Most people with an AAA have no symptoms. However, if an aneurysm is rapidly increasing in size or rupturing there will be symptoms. These are usually large aneurysms.
Any patient over 50 years of age who has abdominal, back or flank pain (pain in the side), especially when associated with syncope (fainting) or shock, should have an abdominal aortic aneurysm(AAA) excluded.
Progressive symptoms will be of particular concern. Any patient who has these symptoms and a known AAA should have a presumptive diagnosis of ruptured AAA.
A rapidly expanding or ruptured AAA can be difficult to diagnose. Ruptured AAAs can also be misdiagnosed as renal colic, pancreatitis, bowel ischemia, diverticulitis, cholecystitis, bowel obstruction and myocardial infarction.
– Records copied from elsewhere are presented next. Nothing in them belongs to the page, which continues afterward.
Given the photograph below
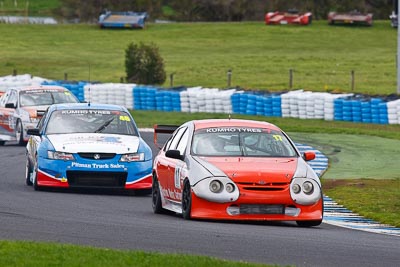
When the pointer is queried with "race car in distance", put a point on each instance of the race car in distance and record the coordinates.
(232, 169)
(290, 17)
(354, 17)
(21, 109)
(84, 145)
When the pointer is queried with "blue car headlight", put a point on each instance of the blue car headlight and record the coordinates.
(132, 157)
(60, 155)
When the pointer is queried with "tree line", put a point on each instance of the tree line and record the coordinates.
(219, 10)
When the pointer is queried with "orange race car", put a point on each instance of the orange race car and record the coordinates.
(232, 169)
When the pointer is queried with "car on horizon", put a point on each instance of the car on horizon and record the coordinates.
(21, 108)
(230, 169)
(353, 17)
(292, 16)
(86, 145)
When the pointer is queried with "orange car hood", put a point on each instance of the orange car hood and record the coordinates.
(241, 169)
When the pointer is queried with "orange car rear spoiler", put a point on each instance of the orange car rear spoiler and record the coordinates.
(163, 129)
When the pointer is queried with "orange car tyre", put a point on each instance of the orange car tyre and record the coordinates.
(156, 196)
(186, 201)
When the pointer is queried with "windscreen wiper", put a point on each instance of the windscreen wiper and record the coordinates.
(104, 125)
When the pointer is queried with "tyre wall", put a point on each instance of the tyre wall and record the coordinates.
(295, 104)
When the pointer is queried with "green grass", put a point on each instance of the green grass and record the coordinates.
(50, 254)
(372, 198)
(260, 56)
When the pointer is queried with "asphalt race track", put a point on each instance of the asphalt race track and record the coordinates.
(122, 221)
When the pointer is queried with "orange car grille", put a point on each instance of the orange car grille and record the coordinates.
(262, 209)
(263, 186)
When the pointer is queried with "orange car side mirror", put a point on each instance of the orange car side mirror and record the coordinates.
(309, 155)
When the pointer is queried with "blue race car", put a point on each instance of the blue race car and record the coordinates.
(88, 146)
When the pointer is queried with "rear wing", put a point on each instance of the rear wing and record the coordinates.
(163, 129)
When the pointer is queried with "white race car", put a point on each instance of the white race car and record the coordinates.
(21, 109)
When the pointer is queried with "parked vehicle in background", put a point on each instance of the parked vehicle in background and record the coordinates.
(353, 18)
(289, 17)
(128, 19)
(84, 145)
(21, 109)
(235, 170)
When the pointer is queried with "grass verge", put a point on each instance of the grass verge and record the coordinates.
(200, 54)
(23, 253)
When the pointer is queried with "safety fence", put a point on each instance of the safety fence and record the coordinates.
(295, 104)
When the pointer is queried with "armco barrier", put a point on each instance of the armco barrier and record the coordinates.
(296, 103)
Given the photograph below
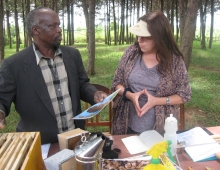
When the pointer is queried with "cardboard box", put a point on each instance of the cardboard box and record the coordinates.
(21, 150)
(70, 138)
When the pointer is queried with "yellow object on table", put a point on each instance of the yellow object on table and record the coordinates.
(155, 151)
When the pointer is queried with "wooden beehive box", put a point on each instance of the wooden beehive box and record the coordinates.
(20, 151)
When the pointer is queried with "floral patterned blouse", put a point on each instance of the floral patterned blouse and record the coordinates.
(169, 84)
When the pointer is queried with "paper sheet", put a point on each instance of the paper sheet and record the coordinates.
(45, 150)
(199, 145)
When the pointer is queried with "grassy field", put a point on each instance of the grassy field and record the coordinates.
(204, 71)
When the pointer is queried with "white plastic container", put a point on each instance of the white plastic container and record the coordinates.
(170, 128)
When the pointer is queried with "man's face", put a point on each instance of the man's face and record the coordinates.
(49, 31)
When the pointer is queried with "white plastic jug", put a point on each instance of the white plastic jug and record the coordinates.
(170, 128)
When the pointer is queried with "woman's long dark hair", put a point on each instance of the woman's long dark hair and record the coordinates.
(160, 29)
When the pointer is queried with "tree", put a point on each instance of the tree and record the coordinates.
(188, 16)
(8, 25)
(2, 52)
(16, 26)
(212, 24)
(203, 22)
(91, 61)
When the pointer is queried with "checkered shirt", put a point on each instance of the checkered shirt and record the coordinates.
(56, 80)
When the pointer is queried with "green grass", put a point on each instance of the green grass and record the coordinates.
(204, 74)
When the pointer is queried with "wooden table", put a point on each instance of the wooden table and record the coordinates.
(184, 159)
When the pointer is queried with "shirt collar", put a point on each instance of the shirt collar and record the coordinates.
(39, 56)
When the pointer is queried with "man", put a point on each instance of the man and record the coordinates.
(45, 81)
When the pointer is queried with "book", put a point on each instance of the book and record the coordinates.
(143, 142)
(198, 144)
(95, 109)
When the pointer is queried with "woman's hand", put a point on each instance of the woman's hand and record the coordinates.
(150, 103)
(134, 98)
(99, 96)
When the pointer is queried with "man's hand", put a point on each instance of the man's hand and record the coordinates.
(99, 96)
(2, 121)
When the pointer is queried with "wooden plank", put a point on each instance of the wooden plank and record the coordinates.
(8, 153)
(3, 139)
(22, 154)
(6, 144)
(16, 149)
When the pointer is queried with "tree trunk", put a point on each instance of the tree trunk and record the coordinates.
(212, 24)
(172, 15)
(2, 51)
(86, 14)
(91, 60)
(147, 6)
(122, 23)
(8, 26)
(115, 26)
(188, 15)
(72, 24)
(177, 22)
(203, 24)
(138, 8)
(16, 27)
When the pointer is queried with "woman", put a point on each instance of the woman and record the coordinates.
(152, 77)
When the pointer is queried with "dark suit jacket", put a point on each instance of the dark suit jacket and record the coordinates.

The classic presentation of a ruptured AAA is the triad (group of three) of:
• severe abdominal, back or flank pain (which can radiate to the chest, groin or leg);
• shock or hypotension (due to loss of blood); and
• a pulsating abdominal mass.
Only a minority of patients with a rapidly expanding or ruptured AAA present with this classic triad.
The most consistent presenting feature is pain, followed by low blood pressure (hypotension). However, the blood pressure may be normal. A high index of suspicion is required on the part of the doctor making the diagnosis. Doctors should consider a diagnosis of an expanding or ruptured AAA in patients with any of the symptoms or signs of an AAA.